Whether you plan to be GDPR compliant or not by the go-live date of May 25, it’s a good idea to follow these supplier risk review steps now.
This article originally appeared in Credit Union Times.
By Patrick Stakenas | April 03, 2018 at 04:09 PM
Financial services organizations – credit unions, banks, insurance companies, wealth management firms and wire houses – are constantly trying to find a balance between regulatory mandates and expectations, and operational efficiency. Massive supplier data breaches seem like they have become an almost regular occurrence (when they’re reported), customer privacy and data laws are becoming more stringent (GDPR), and predatory behavior by suppliers and vendors is an ongoing issue. Certainly, the porous nature of globalization isn’t making things any easier. With all that to contend with, it’s critical to remember you can pin the blame for risk on third parties, not the responsibility for it.
Whatever supplier management solution you use – SIM, SRM, SRPM, etc. – depends on what your goals and strategy are. Many financial services companies have traditionally used a Supplier Information Management, Supplier Relationship Management or Supplier Risk and Performance Management solution to manage operational and commercial risk – business continuity, credit issues and others. But as regulations mandate the oversight of third-party vendors, the need for more robust tools – or at least the ability to better exploit the tools at hand – is fundamentally changing how companies are approaching their supplier management technology .
No wonder financial services is one of the few verticals where the position of chief risk officer plays a fundamental role. In fact, one such institution (Santander) promoted a risk officer to CEO. In Aon’s global risk management survey report, 76% of respondents said they have even adopted a formal or partially formal approach to risk management and oversight at the board level. Obviously, the connection between corporate goals, brand value and risk is very real.
Supplier Risk Is Everywhere … but Where?
For one thing, more internal players are getting involved in the supplier lifecycle. This is a good thing in one way, in that more eyes and attention on the function increase the oversight and decrease the likelihood of invisible risk creeping in. But, having more cooks can also make everything more complex – you’ll wonder who’s doing what, when issues are being addressed and who has ownership. Finding the right balance is absolutely about collaboration and integrated shared data. Like we always say, you can’t manage what you can’t see, so a single source of data and interconnected workflows ensures all parties have access to the same data at the same time.
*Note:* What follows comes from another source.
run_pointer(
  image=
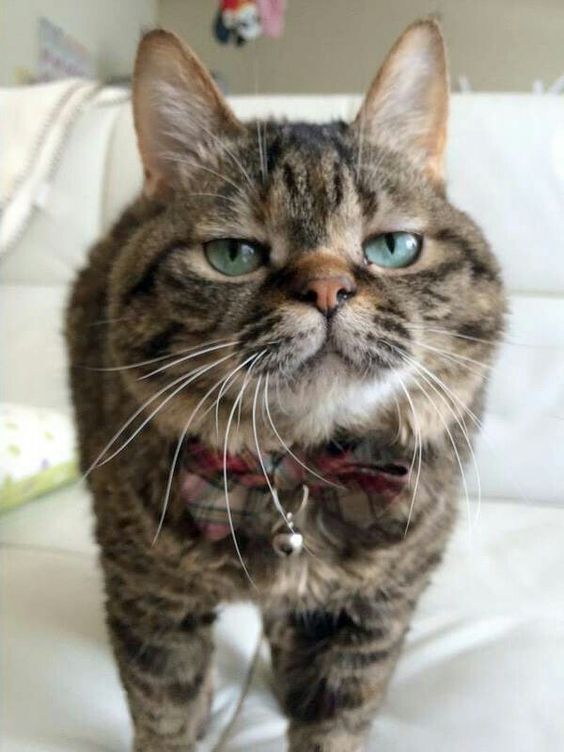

According to the Federal Reserve, financial institutions outsource everything from traditional core processing and information technology services, to operational activities such as accounting, appraisal management, internal audit, human resources, sales and marketing, loan review, asset and wealth management and procurement. Add to that the increase in products, services and delivery channels requiring third-party vendors and/or their technology services, and that leaves a lot of potential openings for risk to creep in.